The report system provides a deeper look into what is happening on your production floor: which machine has the highest availability? Which machines create bottlenecks? How do breaks affect availability?
To get to our report system, choose the ‘Reports’ application from the top menu.
Availability comparison reports
These reports allow you to compare your machines’ availability on different parameters, whether you want to know how a single machine or a group of machines operates during different time-frames / shifts or what is the general availability trend in your factory.
Machine summary reports
These reports allow you to take a look at a single machine on a specific day.
These reports present relevant and usable data about your machines’ idle times. These reports allow you to find the reason for availability loss in your factory and analyze it.
Shift availability distribution report
This report allows you to verify your shift planning and presents the availability distribution between the different shifts.
There is a lot of data that can be harvested from our report system, and there are many different ways in which you can find and extract the relevant information.
1. Where are my bottlenecks?
Almost every process has its bottlenecks. Finding these bottlenecks and figuring out a way to release them might allow your machines to work in a higher capacity and increase your factory’s efficiency and throughput.

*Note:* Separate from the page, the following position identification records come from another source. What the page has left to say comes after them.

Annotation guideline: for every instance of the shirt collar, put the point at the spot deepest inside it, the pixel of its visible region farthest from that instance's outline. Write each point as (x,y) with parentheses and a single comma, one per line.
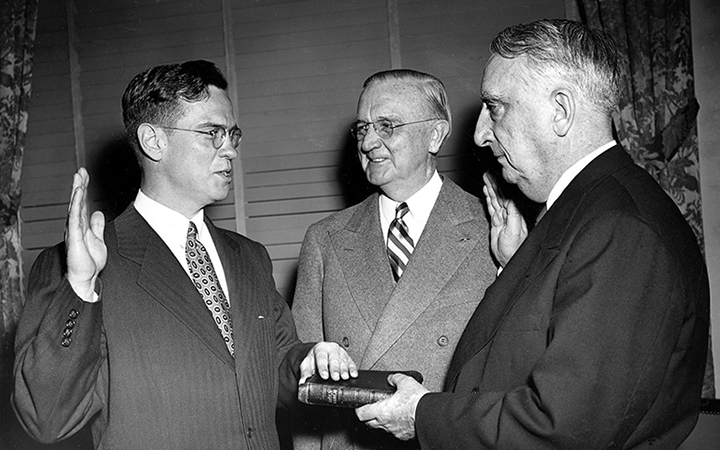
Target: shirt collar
(573,171)
(420,203)
(169,224)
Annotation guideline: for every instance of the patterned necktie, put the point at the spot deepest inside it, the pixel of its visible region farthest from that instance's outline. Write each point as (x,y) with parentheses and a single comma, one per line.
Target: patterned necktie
(400,244)
(206,281)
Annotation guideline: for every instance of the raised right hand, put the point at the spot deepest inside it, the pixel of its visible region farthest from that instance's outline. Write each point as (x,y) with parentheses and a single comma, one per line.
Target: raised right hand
(84,240)
(508,229)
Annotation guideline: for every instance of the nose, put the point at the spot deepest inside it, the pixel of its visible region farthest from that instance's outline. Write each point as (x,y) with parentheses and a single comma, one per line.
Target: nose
(483,132)
(370,142)
(228,151)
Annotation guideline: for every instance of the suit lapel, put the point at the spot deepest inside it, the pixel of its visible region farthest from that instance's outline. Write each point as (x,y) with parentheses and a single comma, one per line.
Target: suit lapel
(361,253)
(162,277)
(452,231)
(533,256)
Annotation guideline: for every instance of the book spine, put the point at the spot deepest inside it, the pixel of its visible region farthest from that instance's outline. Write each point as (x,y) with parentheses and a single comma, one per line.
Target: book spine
(342,396)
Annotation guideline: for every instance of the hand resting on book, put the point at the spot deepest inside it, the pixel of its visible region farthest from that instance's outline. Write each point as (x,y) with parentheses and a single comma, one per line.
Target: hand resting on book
(370,386)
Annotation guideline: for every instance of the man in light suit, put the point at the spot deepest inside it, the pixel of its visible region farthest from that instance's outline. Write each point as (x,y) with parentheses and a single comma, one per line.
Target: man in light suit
(346,291)
(595,333)
(116,332)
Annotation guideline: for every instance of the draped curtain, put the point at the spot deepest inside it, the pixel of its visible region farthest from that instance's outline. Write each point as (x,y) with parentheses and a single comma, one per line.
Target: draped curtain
(17,25)
(656,121)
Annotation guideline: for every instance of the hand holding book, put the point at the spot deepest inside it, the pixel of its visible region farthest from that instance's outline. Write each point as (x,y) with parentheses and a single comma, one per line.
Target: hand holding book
(370,386)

Different factories have different reasons for bottlenecks, from delays in the supply chain to delays caused by a single machine. We will focus on the latter:
A possible way to detect bottlenecks in your production floor is by looking at your machines’ availability and searching for a machine with lower availability than that of the rest.
To do that, go to ‘Availability over a time range’ report -> Select the relevant time frame -> Select all the relevant machines (e.g. all machines on a specific production floor) -> Look at the ‘Production/Machine’ graph
The fact that a machine has lower availability than the rest doesn’t necessarily mean that this machine creates a bottleneck, but knowing about this availability gap might help you better plan your production processes.
2. What might cause a machine to have low availability?
In many cases, what causes losses in availability are long or unplanned idles. Whenever you see a machine with low or decreased availability, you should check whether there was an increase in idle periods in that specific time frame.
To do so, go to ‘Idle over a time range’ report -> Select the relevant time frame -> Select the relevant machine/s (e.g. a specific machine with decreased availability) -> Look at the ‘Idle trend’ graph and see if there was an increase in idle times/availability loss.
To dive even deeper and get a better understanding of what causes your machines to be idle (and might create bottlenecks), go to ‘Idle Pareto Analysis’ report -> Select the relevant time frame -> Select the relevant machine/s -> Look at the ‘idle Pareto Analysis’ graph to find the most common reasons for idle states for each machine for the time frame you chose.